Belgique

Visant particulièrement la burqa, cette proposition émane de la majorité, à l'initiative du MR. En vertu de ce texte, le Code pénal punira d'une amende de quinze à vingt-cinq euros (indexés) et/ou d'un emprisonnement d'un à sept jours les personnes qui, sauf règlements de travail ou manifestations festives prévues par ordonnance de police, les personnes qui se présentent dans les "lieux accessibles au public le visage masqué ou dissimulé en tout ou en partie, de manière telle qu'elles ne soient pas identifiables".

Le MR s'est "réjoui" de l'adoption de la proposition par la voix de son chef de groupe Daniel Bacquelaine. Elle va permettre de "libérer la femme d'un fardeau", a indiqué Corinne De Permentier. Insistant sur le respect de la "sécurité publique", Denis Ducarme a souligné combien le vote de mercredi constituait un "signal très fort aux islamistes".

S'ils ont soutenu le texte, les députés écologistes ont fait connaître leurs réserves à l'égard d'une proposition qui n'apporte pas, selon eux, toutes les garanties en terme de "sécurité juridique". Regrettant qu'il n'y ait pas eu d'avis du Conseil d'Etat, Zoé Genot a évoqué... Saint-Nicolas pour souligner l'absence de balises qui ne permettrait pas de cibler l'objet de l'interdiction. Se référant à un avis du Conseil d'Etat français, elle a notamment souligné la nécessité de prendre des mesures proportionnelles. "Il faut éviter de confondre vitesse et précipitation. La vitesse est parfois nécessaire en démocratie, la précipitation est le porte-voix du populisme", a asséné Fouad Lahssaini.

Les interventions des Verts ont été critiquées par l'ensemble des autres groupes dont le cdH, qui fut le deuxième parti à vouloir légaliser l'interdiction de la burqa. "J'entends dire de M. Lahssaini qu'elle serait nocive au vivre ensemble, c'est choquant", a réagi Georges Dallemagne selon qui c'est au contraire "le port de certains vêtements qui constitue une rupture fondamentale" par rapport au vivre ensemble. "Il n'y a pas eu de précipitation. Aujourd'hui, il est temps d'agir", a-t-il dit.

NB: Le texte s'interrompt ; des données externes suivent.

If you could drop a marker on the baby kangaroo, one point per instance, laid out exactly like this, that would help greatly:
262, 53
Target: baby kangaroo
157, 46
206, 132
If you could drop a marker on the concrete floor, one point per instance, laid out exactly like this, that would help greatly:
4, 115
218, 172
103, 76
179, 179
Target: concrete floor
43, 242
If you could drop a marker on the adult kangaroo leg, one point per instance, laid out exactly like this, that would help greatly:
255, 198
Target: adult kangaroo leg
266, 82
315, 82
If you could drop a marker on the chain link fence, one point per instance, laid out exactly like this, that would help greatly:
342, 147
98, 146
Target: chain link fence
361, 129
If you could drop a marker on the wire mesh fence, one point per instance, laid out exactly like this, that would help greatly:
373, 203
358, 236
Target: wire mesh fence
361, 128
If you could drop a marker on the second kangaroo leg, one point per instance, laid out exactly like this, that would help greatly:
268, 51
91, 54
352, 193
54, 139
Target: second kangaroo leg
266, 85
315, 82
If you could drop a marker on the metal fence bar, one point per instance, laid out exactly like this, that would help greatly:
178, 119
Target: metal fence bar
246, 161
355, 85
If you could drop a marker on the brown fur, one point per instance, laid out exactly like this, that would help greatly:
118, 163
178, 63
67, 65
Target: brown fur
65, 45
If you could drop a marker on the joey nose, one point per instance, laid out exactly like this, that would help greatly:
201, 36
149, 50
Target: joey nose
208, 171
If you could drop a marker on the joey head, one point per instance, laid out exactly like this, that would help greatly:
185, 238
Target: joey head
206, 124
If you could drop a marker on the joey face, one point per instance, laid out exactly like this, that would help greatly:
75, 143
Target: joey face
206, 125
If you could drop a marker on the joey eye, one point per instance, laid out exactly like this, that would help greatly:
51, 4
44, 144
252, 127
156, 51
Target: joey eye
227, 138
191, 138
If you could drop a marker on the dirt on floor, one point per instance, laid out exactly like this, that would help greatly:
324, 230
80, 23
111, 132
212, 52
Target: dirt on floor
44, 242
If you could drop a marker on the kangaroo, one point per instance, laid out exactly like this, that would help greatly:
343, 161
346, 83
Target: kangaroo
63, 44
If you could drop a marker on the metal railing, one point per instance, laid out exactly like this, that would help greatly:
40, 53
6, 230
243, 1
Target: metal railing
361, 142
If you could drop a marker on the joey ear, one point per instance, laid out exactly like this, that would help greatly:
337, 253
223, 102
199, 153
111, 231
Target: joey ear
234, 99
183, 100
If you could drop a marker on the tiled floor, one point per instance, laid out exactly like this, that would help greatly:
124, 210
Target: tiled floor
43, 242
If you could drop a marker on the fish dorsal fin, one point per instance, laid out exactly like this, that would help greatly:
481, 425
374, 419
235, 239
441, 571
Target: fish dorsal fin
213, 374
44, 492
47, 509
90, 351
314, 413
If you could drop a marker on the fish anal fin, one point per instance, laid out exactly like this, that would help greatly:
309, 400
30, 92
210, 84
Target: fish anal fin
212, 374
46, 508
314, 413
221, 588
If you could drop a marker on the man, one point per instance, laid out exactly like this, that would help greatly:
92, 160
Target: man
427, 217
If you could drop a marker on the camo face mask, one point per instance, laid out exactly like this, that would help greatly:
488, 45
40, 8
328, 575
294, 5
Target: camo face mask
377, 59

Partisan de l'interdiction de la burqa dans l'espace public, le PS était favorable à son inscription dans les règlements communaux à l'instar de ce qu'on entrepris des bourgmestres socialistes. Le PS a cependant rejoint la "large majorité" qui s'est dégagée autour d'une interdiction légale. C'est un "choix politique", a dit Eric Thiebaut, celui de "refuser le symbole de l'abnégation de la femme". M. Thiebaut a regretté qu'il n'y ait pas, dans le propos, unanimité sur cette question.

Bart Somers (Open Vld) s'en est également pris à Ecolo pour souligner combien la proposition ne portait pas atteinte au vivre ensemble. "Au contraire. L'argument fondamental, ici, n'est pas la sécurité mais la défense d'un socle pour la société. Quand on oblige une femme à porter un vêtement, l'Etat de droit doit intervenir en envoyant un signal de solidarité. Je ne comprends pas l'attitude d'Ecolo. Ils cherchent des subterfuges pour ne pas devoir se prononcer", a-t-il dit. "C'est de la lâcheté parlementaire", a ajouté Daniel Bacquelaine (MR).

Dalila Douifi (sp.a) a indiqué à l'adresse de M. Lahssaini que la loi n'empêchera nullement de tenir compte des expériences menées dans différentes communes. Mais il fallait une "dimension symbolique", a-t-elle précisé. En vertu de la proposition, les communes pourront continuer à donner des amendes administratives (jusquà 250 euros) si le Parquet ne donne pas suite à un dossier. La députée Leen Dierick (CD&V) s'en est félicitée.

La Belgique pourrait être dans les prochaines semaines le premier pays européen à interdire la burqa dans l'espace public. La proposition devrait venir en séance plénière de la Chambre après les vacances de Pâques.